Datuk Lee Chun Fai, IJM group's chief executive and managing director, framed the sustainability-linked sukuk as reflecting the company's operational philosophy. He emphasised that the financing structure places equal emphasis on how the project is physically delivered, not merely on the eventual output. By anchoring financial covenants to worker safety and sustainability performance metrics, the SLS creates measurable accountability throughout the construction phase, a departure from traditional infrastructure financing where such considerations are often secondary to completion timelines and cost management.
The structuring of this sukuk carries particular significance for Malaysia's Islamic finance sector and regional sustainability efforts. By demonstrating that performance-based Islamic financing can successfully fund large-scale transport infrastructure, the transaction expands the toolkit available to government and private sector entities undertaking major development projects. This is especially relevant across Southeast Asia, where competing infrastructure needs, climate commitments, and investor appetites for ESG-aligned instruments are intensifying demand for innovative financing solutions that satisfy both Shariah compliance requirements and environmental objectives.
Michael Oh-Lau, chief executive of Maybank Investment Bank, characterised the NPE2 sukuk as emblematic of continued innovation within Islamic debt markets. He positioned the transaction as responding to twin imperatives: the banking sector's commitment to advancing sustainable finance as a strategic priority, and the marketplace's growing demand for financing products that combine innovation with environmental and social responsibility. For Maybank, this transaction demonstrates leadership in structuring complex sukuk products that appeal to an expanding investor base concerned with impact investing.

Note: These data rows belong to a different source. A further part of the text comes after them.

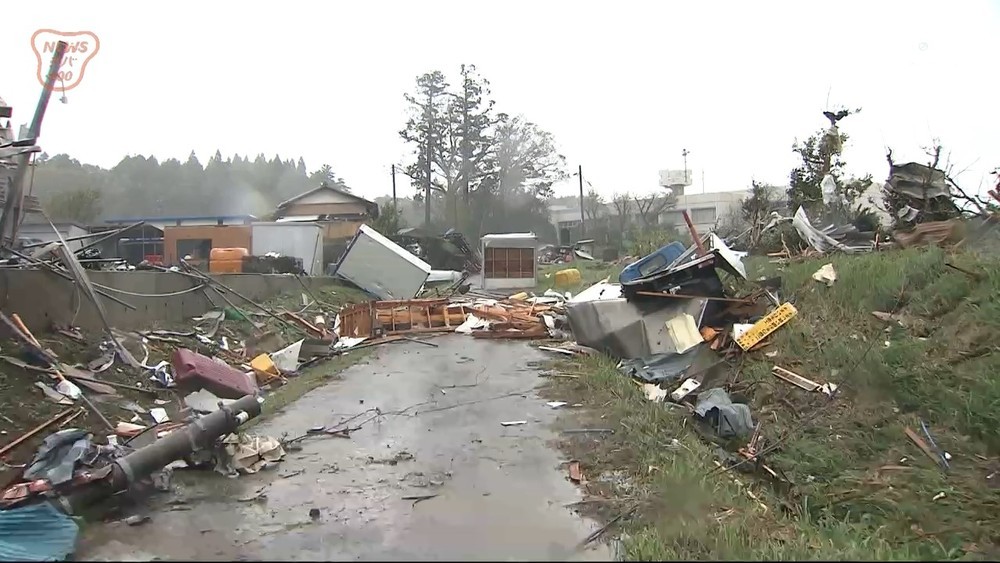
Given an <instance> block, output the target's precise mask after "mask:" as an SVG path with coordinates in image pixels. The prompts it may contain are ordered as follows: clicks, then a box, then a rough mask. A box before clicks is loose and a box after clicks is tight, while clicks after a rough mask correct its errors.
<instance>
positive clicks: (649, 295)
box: [635, 291, 754, 305]
mask: <svg viewBox="0 0 1000 563" xmlns="http://www.w3.org/2000/svg"><path fill="white" fill-rule="evenodd" d="M635 293H636V295H646V296H649V297H672V298H674V299H705V300H707V301H724V302H727V303H740V304H743V305H753V304H754V302H753V301H750V300H749V299H739V298H734V297H707V296H704V295H682V294H678V293H662V292H659V291H636V292H635Z"/></svg>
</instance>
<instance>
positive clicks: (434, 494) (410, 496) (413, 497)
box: [403, 494, 438, 506]
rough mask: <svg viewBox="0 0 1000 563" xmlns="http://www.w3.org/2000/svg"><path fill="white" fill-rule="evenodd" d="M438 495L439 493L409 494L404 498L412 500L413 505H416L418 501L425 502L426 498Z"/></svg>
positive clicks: (419, 501) (417, 502) (405, 496)
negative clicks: (425, 493)
mask: <svg viewBox="0 0 1000 563" xmlns="http://www.w3.org/2000/svg"><path fill="white" fill-rule="evenodd" d="M436 496H438V495H437V494H433V495H408V496H405V497H403V500H412V501H413V504H412V505H411V506H416V505H417V503H420V502H423V501H425V500H430V499H432V498H434V497H436Z"/></svg>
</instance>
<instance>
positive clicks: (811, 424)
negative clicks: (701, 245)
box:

Nor Masliza Sulaiman, chief executive of CIMB Investment Bank, articulated a holistic vision of the project's benefits, linking improved urban connectivity directly to economic vitality, environmental performance, and safety outcomes. Her commentary underscores how modern infrastructure financing increasingly requires demonstrating that projects deliver across multiple dimensions—not only economic returns, but also measurable contributions to sustainability and social welfare. The sukuk structure, in her framing, enables investors to participate in developments that simultaneously advance Islamic finance principles, long-term value creation for stakeholders, and Malaysia's broader sustainability commitments.
For Malaysian policymakers and infrastructure planners, this transaction offers a replicable model for financing future transport projects while embedding accountability for safety and environmental outcomes. As Malaysia navigates competing pressures to expand its transport networks, manage urban congestion, and meet environmental targets, sustainability-linked financing instruments provide a mechanism to align financial incentives with policy objectives. The success of the NPE2 sukuk may therefore influence how subsequent major infrastructure projects—whether toll roads, rail networks, or mass transit systems—are structured and funded across the country.